Step 2: Fetch the top 2 results for detailed information
Step 3: Read the current docs/claude-api.md file
Step 4: Compare new info with existing docs
Step 5: Update docs/claude-api.md with new information
Step 6: Create a git commit with the changes
Execute each step in sequence. If any step fails,
report the error and try the next step.`
}],
});
return workflow;
};
Step 6: Deploy Your Agent
For production, run agents in a server environment:
# Install PM2 for process management
npm install -g pm2
# Create a startup script
cat > start-agent.js << 'EOF'
const { Claude } = require("@anthropic/claude-code-sdk");
const AGENT_PROMPT = process.env.AGENT_PROMPT || "Run daily research";
async function main() {
const client = new Claude({ apiKey: process.env.ANTHROPIC_API_KEY });
console.log("Agent starting...");
const result = await client.messages.create({
model: "claude-sonnet-4-20250514",
tools: [/* your tools here */],
messages: [{ role: "user", content: AGENT_PROMPT }],
});
console.log("Agent complete:", result);
}
main().catch(console.error);
EOF
# Run agent in background
pm2 start start-agent.js --name "my-research-agent"
pm2 save
pm2 startup
Tips & Best Practices
Agent Design Patterns
- Single responsibility — Each agent should do one thing well. Chain agents for complex workflows rather than packing everything into one.
- Explicit error handling — Always tell your agent what to do on failure: “If the API fails, wait 30 seconds and retry up to 3 times.”
- Context management — Large context windows (200K tokens) are powerful but expensive. Keep each agent session focused on its specific task.
- Tool permissions — Restrict what each agent can do. A code review agent doesn’t need web access. A research agent doesn’t need file write access.
Cost Optimization
- Use Claude Sonnet 4 for most tasks, Opus 4 only for complex reasoning
- Batch agent runs — Process 10 research queries in one agent session vs 10 separate sessions
- Cache responses — Download and cache API results to avoid re-fetching
- Set token limits —
max_tokens: 4096for standard tasks, increase only when needed
Common Mistakes
- Overloading a single agent — Agents work best focused on a specific task. Multiple agents communicating is better than one giant agent.
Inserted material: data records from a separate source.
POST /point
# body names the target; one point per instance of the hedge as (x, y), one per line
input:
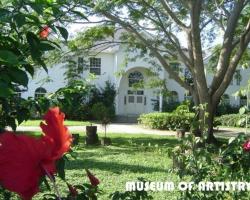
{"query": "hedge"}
(233, 120)
(166, 121)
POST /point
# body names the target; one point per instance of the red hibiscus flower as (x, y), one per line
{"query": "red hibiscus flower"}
(93, 180)
(44, 33)
(246, 145)
(25, 159)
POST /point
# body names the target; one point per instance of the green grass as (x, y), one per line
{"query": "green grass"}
(129, 157)
(66, 122)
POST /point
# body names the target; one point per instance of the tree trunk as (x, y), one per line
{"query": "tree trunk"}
(210, 123)
(206, 122)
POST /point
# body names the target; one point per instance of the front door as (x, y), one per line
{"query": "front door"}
(136, 102)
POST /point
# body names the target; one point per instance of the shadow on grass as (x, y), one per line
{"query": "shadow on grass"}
(127, 149)
(111, 166)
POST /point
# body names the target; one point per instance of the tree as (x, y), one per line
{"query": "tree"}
(154, 26)
(29, 29)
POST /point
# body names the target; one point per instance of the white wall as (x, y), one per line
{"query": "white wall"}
(55, 73)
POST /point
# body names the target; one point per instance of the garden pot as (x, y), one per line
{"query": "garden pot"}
(180, 133)
(105, 141)
(75, 139)
(91, 135)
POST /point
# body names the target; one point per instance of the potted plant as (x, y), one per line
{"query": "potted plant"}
(101, 113)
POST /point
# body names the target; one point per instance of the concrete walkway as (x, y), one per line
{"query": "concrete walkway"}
(112, 128)
(136, 129)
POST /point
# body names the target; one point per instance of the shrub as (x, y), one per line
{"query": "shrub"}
(223, 109)
(234, 120)
(166, 121)
(200, 162)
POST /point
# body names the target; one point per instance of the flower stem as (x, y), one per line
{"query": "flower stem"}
(54, 184)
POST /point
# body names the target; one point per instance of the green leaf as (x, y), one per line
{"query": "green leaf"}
(8, 57)
(4, 15)
(60, 165)
(80, 14)
(63, 32)
(46, 46)
(5, 91)
(242, 110)
(20, 19)
(37, 7)
(18, 76)
(29, 68)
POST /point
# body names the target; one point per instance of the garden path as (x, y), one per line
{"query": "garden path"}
(133, 128)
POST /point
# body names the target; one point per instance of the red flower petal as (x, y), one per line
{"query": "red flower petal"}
(56, 132)
(93, 180)
(23, 158)
(246, 145)
(20, 158)
(72, 190)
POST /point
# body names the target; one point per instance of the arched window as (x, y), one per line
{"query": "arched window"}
(40, 92)
(135, 78)
(225, 99)
(173, 98)
(243, 100)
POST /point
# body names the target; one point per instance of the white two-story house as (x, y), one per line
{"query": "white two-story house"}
(129, 101)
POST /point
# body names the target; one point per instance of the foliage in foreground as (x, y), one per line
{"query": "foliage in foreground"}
(201, 162)
(232, 120)
(181, 118)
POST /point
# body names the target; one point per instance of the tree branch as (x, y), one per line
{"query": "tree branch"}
(227, 47)
(153, 50)
(172, 14)
(244, 42)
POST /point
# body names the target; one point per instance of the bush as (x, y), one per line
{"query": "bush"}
(166, 121)
(224, 109)
(233, 120)
(199, 162)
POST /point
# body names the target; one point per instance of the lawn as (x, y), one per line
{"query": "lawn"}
(129, 157)
(66, 122)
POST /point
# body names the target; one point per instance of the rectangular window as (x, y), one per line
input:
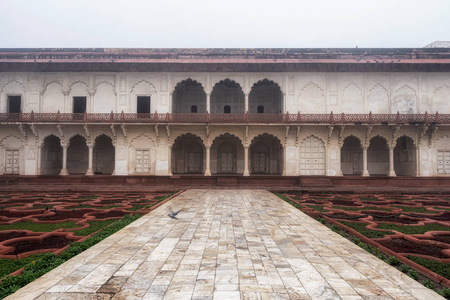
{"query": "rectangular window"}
(79, 105)
(14, 104)
(143, 104)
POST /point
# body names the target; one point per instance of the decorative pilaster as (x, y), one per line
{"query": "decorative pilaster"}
(90, 170)
(246, 101)
(208, 102)
(208, 161)
(64, 168)
(246, 172)
(365, 171)
(391, 161)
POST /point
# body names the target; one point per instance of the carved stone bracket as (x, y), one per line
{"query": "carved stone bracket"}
(369, 129)
(422, 131)
(286, 134)
(433, 132)
(330, 133)
(246, 136)
(168, 135)
(394, 135)
(88, 134)
(157, 133)
(124, 131)
(61, 134)
(24, 133)
(114, 133)
(340, 136)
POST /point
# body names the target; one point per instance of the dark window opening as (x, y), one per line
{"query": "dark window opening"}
(143, 104)
(14, 104)
(79, 105)
(260, 109)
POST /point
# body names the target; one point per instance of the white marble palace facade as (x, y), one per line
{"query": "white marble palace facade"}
(329, 112)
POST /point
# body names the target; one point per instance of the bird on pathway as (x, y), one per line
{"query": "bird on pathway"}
(172, 213)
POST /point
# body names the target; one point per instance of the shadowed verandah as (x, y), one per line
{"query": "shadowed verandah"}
(225, 244)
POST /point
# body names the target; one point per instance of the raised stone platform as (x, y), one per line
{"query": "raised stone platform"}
(225, 244)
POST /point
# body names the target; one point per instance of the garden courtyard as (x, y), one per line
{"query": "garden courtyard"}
(225, 244)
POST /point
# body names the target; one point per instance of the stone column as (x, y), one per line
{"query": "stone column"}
(365, 171)
(208, 102)
(417, 161)
(339, 171)
(64, 168)
(169, 160)
(246, 101)
(246, 172)
(208, 161)
(90, 171)
(391, 162)
(39, 162)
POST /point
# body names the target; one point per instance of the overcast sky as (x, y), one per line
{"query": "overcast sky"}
(223, 23)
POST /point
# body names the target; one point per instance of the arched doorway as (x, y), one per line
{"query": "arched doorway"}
(265, 97)
(187, 155)
(189, 97)
(227, 97)
(51, 156)
(312, 156)
(104, 155)
(266, 155)
(351, 156)
(378, 157)
(227, 155)
(405, 157)
(77, 155)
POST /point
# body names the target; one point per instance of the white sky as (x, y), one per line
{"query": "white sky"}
(223, 23)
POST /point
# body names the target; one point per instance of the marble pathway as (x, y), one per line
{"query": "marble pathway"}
(226, 244)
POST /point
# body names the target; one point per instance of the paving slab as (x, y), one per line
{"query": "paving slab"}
(225, 244)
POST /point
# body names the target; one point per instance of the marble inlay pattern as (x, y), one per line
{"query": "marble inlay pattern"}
(225, 244)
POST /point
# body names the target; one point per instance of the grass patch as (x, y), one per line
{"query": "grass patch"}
(96, 207)
(368, 198)
(421, 210)
(94, 226)
(352, 208)
(361, 228)
(87, 197)
(7, 266)
(414, 229)
(37, 227)
(32, 271)
(442, 269)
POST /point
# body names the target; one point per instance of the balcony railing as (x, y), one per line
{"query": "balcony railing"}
(245, 118)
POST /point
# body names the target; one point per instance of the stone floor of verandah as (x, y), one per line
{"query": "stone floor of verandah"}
(225, 244)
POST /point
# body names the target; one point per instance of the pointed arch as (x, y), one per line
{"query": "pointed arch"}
(378, 156)
(227, 93)
(104, 154)
(352, 156)
(267, 95)
(188, 154)
(51, 155)
(312, 156)
(266, 154)
(77, 155)
(405, 156)
(187, 94)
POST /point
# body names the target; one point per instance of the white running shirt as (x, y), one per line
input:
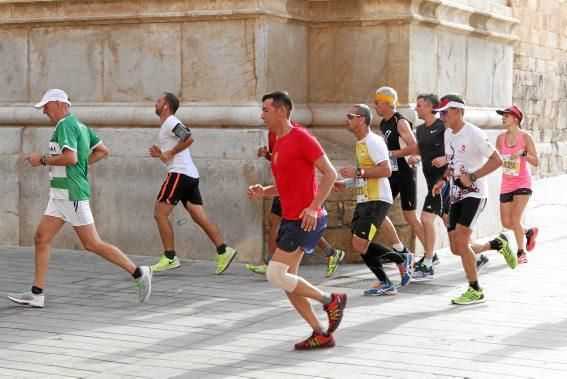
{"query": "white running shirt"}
(181, 162)
(467, 151)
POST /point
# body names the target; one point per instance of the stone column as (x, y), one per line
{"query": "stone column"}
(114, 57)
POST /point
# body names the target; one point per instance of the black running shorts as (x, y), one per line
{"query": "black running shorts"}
(465, 212)
(368, 217)
(509, 197)
(179, 187)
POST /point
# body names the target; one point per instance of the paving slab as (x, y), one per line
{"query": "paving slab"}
(198, 325)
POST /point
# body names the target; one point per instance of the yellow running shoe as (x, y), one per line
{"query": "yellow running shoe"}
(223, 260)
(166, 264)
(259, 269)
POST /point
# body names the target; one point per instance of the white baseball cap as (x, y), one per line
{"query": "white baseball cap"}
(53, 95)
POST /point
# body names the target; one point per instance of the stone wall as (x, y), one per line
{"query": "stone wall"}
(540, 78)
(114, 57)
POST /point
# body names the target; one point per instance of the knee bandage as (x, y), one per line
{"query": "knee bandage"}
(278, 276)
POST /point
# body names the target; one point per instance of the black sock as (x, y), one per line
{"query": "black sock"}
(475, 285)
(221, 249)
(495, 244)
(37, 290)
(377, 250)
(137, 273)
(375, 266)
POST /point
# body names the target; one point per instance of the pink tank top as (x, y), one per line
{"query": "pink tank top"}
(515, 172)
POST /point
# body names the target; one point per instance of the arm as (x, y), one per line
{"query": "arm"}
(67, 158)
(407, 136)
(181, 145)
(532, 157)
(263, 152)
(256, 190)
(441, 183)
(381, 170)
(491, 165)
(309, 214)
(99, 152)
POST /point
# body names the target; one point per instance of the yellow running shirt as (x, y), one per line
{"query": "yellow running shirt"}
(370, 151)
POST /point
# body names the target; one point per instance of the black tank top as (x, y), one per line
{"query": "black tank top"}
(389, 129)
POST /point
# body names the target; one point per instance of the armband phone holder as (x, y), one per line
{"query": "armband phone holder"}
(181, 131)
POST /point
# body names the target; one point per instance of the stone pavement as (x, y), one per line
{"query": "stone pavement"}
(236, 325)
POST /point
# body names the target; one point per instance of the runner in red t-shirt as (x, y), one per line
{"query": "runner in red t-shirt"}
(296, 155)
(333, 256)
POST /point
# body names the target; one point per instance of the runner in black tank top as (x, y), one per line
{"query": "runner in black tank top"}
(396, 130)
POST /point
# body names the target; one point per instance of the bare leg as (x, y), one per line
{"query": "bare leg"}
(459, 239)
(518, 205)
(161, 214)
(304, 290)
(428, 222)
(274, 224)
(91, 241)
(415, 224)
(199, 215)
(389, 232)
(47, 229)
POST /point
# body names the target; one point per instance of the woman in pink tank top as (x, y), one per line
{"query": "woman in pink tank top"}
(517, 148)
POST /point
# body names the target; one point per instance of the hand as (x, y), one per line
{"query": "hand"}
(438, 187)
(412, 161)
(439, 162)
(34, 158)
(465, 180)
(308, 219)
(166, 156)
(263, 152)
(155, 151)
(255, 191)
(348, 172)
(339, 186)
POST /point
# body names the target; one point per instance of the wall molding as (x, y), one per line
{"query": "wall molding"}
(212, 115)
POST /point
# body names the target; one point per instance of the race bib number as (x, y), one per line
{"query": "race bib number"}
(54, 149)
(361, 185)
(511, 165)
(393, 162)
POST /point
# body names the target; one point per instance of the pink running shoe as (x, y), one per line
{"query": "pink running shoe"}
(531, 235)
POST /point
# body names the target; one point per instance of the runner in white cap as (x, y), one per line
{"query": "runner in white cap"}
(470, 159)
(72, 148)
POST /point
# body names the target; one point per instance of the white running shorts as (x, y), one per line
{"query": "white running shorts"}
(77, 213)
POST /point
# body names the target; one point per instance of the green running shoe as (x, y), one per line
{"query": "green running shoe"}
(333, 262)
(509, 256)
(257, 269)
(472, 296)
(223, 260)
(166, 264)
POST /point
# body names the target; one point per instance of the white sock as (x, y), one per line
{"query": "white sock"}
(399, 247)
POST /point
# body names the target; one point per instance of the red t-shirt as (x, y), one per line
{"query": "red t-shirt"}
(272, 136)
(293, 158)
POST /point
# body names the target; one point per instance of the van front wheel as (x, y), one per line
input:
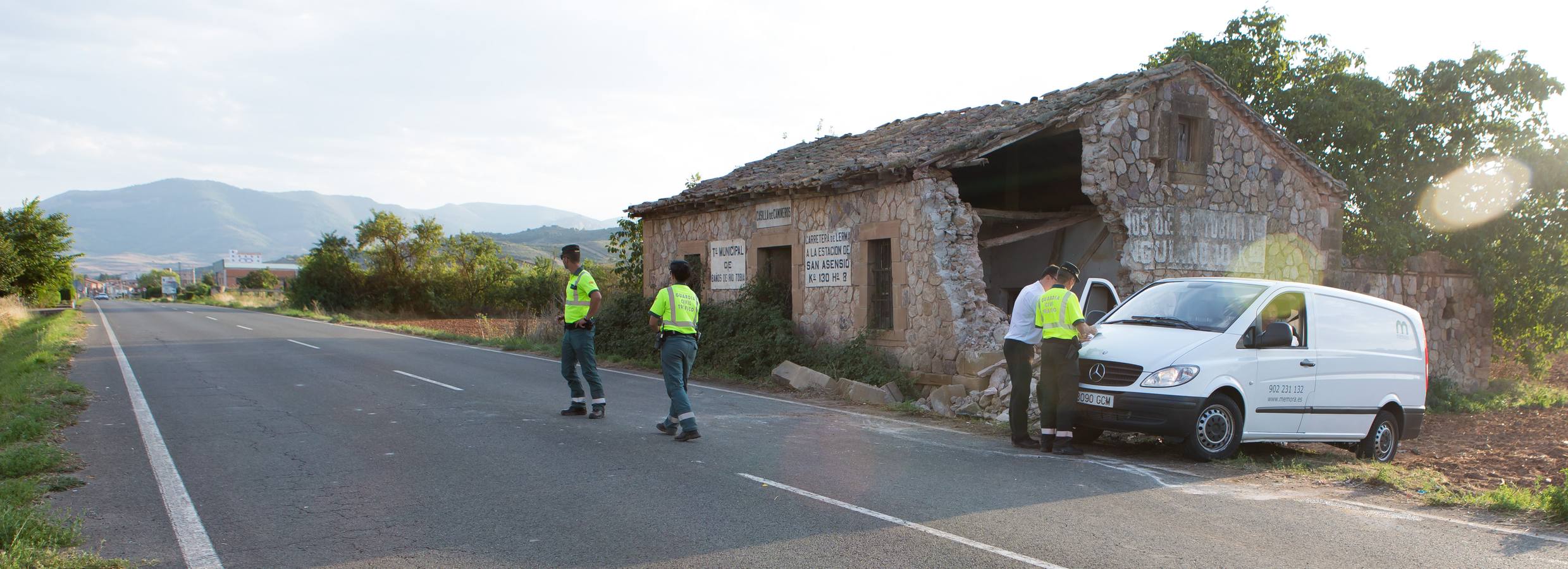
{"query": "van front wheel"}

- No error recovery — Agents hit API limits, connection errors, and malformed data. Always include recovery instructions.
- Infinite loops — Without clear stopping criteria, agents can loop forever. Always specify: “Stop after 5 iterations” or “Proceed to final summary when all sources are checked.”
- Ignoring tool permissions — An agent with read+write+shell access can modify critical files. Scope tools to the minimum needed.
- Not testing with small runs first — Test each tool individually before running a full workflow. A single broken tool can derail an entire agent session.
FAQ
Q: What’s the difference between Claude Code and other agent frameworks? Claude Code is a direct tool-calling agent built by Anthropic. Compared to LangChain or CrewAI, it requires less boilerplate but offers less framework-level orchestration. Choose Claude Code for simplicity and direct API access.
Q: Can agents use Claude Code’s built-in tools? Yes. When running in Claude Code CLI mode, agents inherit all built-in tools (Read, Write, Edit, Bash). In SDK mode, you define custom tools.
Q: How do I run agents on a schedule? Use cron, PM2, or a cloud scheduler (AWS EventBridge, GitHub Actions cron). The agent connects via API, runs its task, and disconnects.
Q: What’s the maximum agent runtime? Claude Code sessions have a practical limit of ~30 minutes or 200 tool calls. For longer tasks, split them into sequential agent runs with saved intermediate state.
Q: Can multiple agents collaborate? Yes. Claude Code can spawn sub-agents for parallel work. The main agent coordinates tasks, waits for results, and integrates findings. This is effective for research that benefits from parallel web searches.
Q: How do I secure API keys in agent workflows? Use environment variables (.env files) never hard-coded in agent prompts. For production, use a secrets manager like Vault or AWS Secrets Manager. Agents can read them at startup but should never output them.